QUERFLĂ–TE

Die Flöte ist wahrscheinlich eines der ältesten Instrumente. Irgendwann in grauer Urzeit mag ein Jäger sich die erste Pfeife aus Schilfrohr geschnitten haben – wir wissen es nicht.

Aber aus Funden wissen wir, dass es in der Eiszeit bereits Einlochflöten aus Rentierknochen gab. Aus der steinzeitlichen Aurignac-Kultur (ca. 25000 v. Chr.) wurde sogar eine mehrlöchrige Knochenflöte gefunden. In den verschiedenen Kulturen entwickelten sich im Lauf der Jahrtausende verschiedene Flötentypen, vor allem die längs und die quer gespielten.

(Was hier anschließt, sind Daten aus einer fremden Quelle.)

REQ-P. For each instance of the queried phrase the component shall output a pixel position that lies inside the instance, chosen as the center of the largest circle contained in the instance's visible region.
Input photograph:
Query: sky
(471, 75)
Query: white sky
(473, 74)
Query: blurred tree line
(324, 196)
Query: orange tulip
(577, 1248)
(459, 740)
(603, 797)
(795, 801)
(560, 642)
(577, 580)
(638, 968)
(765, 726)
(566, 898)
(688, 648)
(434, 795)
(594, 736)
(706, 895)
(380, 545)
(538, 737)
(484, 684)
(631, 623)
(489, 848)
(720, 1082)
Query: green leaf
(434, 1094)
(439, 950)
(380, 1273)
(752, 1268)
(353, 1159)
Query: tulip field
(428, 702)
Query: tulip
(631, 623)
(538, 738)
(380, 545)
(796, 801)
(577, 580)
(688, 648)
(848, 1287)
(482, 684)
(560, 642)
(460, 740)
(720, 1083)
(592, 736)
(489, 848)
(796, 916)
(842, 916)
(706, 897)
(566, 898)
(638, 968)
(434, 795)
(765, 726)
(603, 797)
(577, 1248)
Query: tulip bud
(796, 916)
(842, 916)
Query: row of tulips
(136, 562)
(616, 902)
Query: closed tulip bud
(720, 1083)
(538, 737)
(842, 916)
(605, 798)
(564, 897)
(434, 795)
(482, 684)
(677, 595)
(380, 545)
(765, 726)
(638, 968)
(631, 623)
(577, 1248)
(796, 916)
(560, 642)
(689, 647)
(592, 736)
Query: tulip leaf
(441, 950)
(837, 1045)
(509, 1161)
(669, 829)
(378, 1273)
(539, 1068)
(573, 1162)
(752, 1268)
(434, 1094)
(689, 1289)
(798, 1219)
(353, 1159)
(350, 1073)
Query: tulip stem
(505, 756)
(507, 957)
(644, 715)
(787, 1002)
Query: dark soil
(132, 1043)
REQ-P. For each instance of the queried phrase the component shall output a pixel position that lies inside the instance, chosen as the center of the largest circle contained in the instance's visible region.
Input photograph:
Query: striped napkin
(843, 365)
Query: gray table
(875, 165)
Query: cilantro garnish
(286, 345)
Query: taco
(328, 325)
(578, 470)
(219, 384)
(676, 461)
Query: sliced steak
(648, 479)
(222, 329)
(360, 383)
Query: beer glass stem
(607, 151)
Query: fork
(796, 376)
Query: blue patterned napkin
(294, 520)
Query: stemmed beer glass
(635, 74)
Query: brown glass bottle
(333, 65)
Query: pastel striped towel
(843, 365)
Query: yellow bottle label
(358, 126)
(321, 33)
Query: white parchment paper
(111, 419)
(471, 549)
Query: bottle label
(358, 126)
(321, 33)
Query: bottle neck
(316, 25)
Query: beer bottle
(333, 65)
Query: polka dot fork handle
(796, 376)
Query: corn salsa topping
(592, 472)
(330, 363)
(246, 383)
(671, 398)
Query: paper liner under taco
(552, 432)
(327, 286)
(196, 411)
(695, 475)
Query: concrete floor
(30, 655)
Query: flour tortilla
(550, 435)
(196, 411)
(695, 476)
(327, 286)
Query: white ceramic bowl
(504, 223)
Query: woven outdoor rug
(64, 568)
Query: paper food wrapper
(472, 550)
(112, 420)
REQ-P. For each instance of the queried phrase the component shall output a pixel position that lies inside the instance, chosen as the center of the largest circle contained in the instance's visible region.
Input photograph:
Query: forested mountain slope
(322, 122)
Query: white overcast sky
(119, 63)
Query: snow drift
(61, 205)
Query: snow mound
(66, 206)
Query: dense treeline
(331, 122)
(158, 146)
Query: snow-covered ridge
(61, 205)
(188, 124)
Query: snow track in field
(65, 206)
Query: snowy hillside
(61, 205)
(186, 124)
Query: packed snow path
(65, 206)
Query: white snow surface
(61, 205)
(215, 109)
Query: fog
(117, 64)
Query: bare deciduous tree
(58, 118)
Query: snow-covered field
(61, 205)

Die Querflöte ist seit dem Mittelalter in Europa nachzuweisen, damals noch Schwegel genannt („suegala“ – Schienbeinknochen, zugleich Schienbein und Blasinstrument).
Die entscheidensten Entwicklungen der modernen Querflöte stammen von Quantz (um 1720) und von Theobald Böhm (1794-1881) dem wir die heutige Bauweise dieses Instruments verdanken. Seine Erfindungen wurden auch auf andere Holzblasinstrumente wie Klarinette und Saxophon übertragen.

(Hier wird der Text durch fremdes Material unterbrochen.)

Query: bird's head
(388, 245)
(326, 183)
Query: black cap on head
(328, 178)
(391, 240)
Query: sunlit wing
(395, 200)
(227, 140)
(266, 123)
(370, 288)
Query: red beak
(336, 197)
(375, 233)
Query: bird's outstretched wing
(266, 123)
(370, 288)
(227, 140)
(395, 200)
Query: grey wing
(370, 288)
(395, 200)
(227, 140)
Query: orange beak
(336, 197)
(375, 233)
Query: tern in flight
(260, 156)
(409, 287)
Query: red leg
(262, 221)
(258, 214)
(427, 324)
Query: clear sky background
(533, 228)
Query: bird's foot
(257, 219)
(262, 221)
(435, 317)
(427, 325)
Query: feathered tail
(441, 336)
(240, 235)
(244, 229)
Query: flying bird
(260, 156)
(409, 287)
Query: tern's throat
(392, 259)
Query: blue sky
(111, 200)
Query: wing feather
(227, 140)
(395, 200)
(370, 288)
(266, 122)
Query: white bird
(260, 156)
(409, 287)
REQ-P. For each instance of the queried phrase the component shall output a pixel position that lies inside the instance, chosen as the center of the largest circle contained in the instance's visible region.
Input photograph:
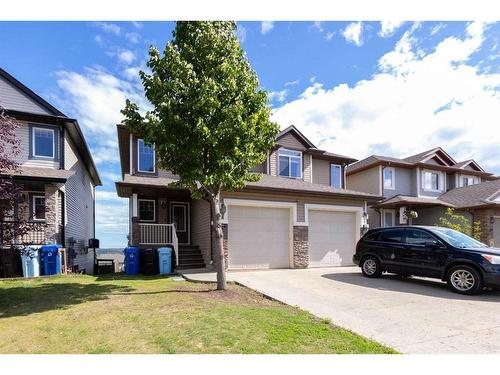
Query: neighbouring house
(298, 215)
(428, 183)
(57, 175)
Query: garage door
(331, 238)
(259, 237)
(496, 232)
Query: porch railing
(23, 232)
(159, 234)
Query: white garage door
(496, 232)
(331, 238)
(259, 237)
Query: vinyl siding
(23, 134)
(13, 99)
(367, 181)
(79, 209)
(200, 227)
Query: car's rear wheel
(465, 280)
(370, 266)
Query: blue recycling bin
(165, 260)
(31, 262)
(49, 256)
(131, 260)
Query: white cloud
(126, 56)
(109, 27)
(352, 33)
(414, 102)
(387, 28)
(133, 37)
(266, 26)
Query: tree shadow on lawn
(23, 301)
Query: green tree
(209, 121)
(459, 222)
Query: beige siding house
(57, 175)
(299, 214)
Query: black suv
(466, 264)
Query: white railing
(159, 234)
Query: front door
(180, 216)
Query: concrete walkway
(411, 315)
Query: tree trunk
(218, 241)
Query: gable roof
(28, 105)
(482, 194)
(301, 137)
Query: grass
(120, 314)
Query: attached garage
(332, 238)
(259, 237)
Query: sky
(353, 88)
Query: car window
(418, 237)
(391, 235)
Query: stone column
(135, 232)
(300, 246)
(52, 224)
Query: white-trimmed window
(432, 181)
(38, 207)
(145, 156)
(336, 176)
(388, 218)
(290, 163)
(389, 178)
(147, 210)
(44, 142)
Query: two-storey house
(427, 183)
(298, 214)
(57, 175)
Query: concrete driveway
(410, 315)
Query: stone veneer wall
(300, 247)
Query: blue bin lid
(47, 248)
(165, 250)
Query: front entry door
(179, 215)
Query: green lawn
(120, 314)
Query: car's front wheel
(465, 280)
(370, 266)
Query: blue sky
(355, 88)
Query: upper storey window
(290, 163)
(146, 156)
(389, 178)
(44, 142)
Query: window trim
(139, 159)
(340, 174)
(393, 179)
(440, 181)
(139, 210)
(45, 128)
(33, 210)
(290, 164)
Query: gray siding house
(57, 175)
(298, 215)
(428, 183)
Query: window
(146, 156)
(466, 181)
(336, 176)
(388, 218)
(431, 181)
(389, 178)
(146, 210)
(391, 235)
(43, 142)
(38, 208)
(290, 163)
(418, 237)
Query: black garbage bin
(148, 262)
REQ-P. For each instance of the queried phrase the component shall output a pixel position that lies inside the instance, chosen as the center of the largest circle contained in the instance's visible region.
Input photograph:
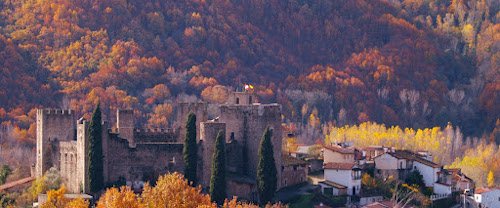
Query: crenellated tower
(52, 125)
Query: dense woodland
(413, 63)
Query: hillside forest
(329, 63)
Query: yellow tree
(123, 197)
(491, 179)
(56, 199)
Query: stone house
(399, 163)
(487, 197)
(341, 178)
(338, 154)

Die Querflöte ist heute ein Instrument, das in jeder Musikrichtung Verwendung findet. Selbstverständlich in der klassischen Musik, aber auch in Jazz-, Rock-, Volks-, und Unterhaltungsmusik – mit jeweils unterschiedlichen Spieltechniken.


ALTER: …
Um den Einsteig schon im Volksschulalter zu ermöglichen, werden auch Flöten mit gebogenem Kopfstück angeboten, welches die noch etwas zu kurzen Arme der Kinder ausgleicht und damit eine angenehmere Körperhaltung ermöglicht (siehe Bild).